StreetCLIP
Property | Value |
---|---|
Base Model | CLIP ViT-Large-Patch14-336 |
License | CC-BY-NC-4.0 |
Paper | arXiv:2302.00275 |
Training Data | 1.1M street-level images from 101 countries |
What is StreetCLIP?
StreetCLIP is a revolutionary foundation model designed for open-domain image geolocalization and geographic analysis. Built upon OpenAI's CLIP architecture, it has been specifically trained on 1.1 million street-level urban and rural geo-tagged images, enabling state-of-the-art performance in zero-shot geographic classification tasks.
Implementation Details
The model utilizes a ViT architecture with 14x14 pixel patches and 336 pixel input images. It employs a unique synthetic caption pretraining method that enables superior zero-shot learning capabilities in geographic contexts. Training was conducted on 3 NVIDIA A100 GPUs for 3 epochs using AdamW optimizer with a 1e-6 learning rate.
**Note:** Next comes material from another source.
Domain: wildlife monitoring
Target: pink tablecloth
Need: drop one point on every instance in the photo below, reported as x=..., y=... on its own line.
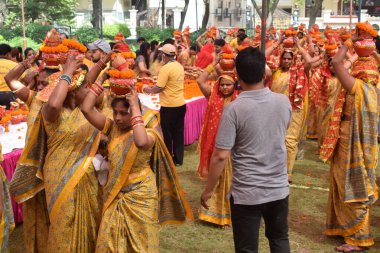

- Zero-shot classification architecture
- Domain-specific caption template training
- Hierarchical linear probing for evaluation
- Outperforms supervised models trained on millions of images
Core Capabilities
- Geographic location prediction from street-level imagery
- Urban and rural scene understanding
- Building type and quality analysis
- Infrastructure assessment
- Environmental monitoring and vegetation mapping
Frequently Asked Questions
Q: What makes this model unique?
StreetCLIP's distinctive feature is its ability to perform zero-shot geographic classification without requiring explicit training on target locations. It achieves this through its innovative synthetic caption pretraining method and comprehensive training on diverse street-level imagery.
Q: What are the recommended use cases?
The model excels in various applications including urban planning, infrastructure assessment, environmental monitoring, and general geographic analysis. It's particularly effective for analyzing building quality, road conditions, vegetation mapping, and natural disaster impact assessment.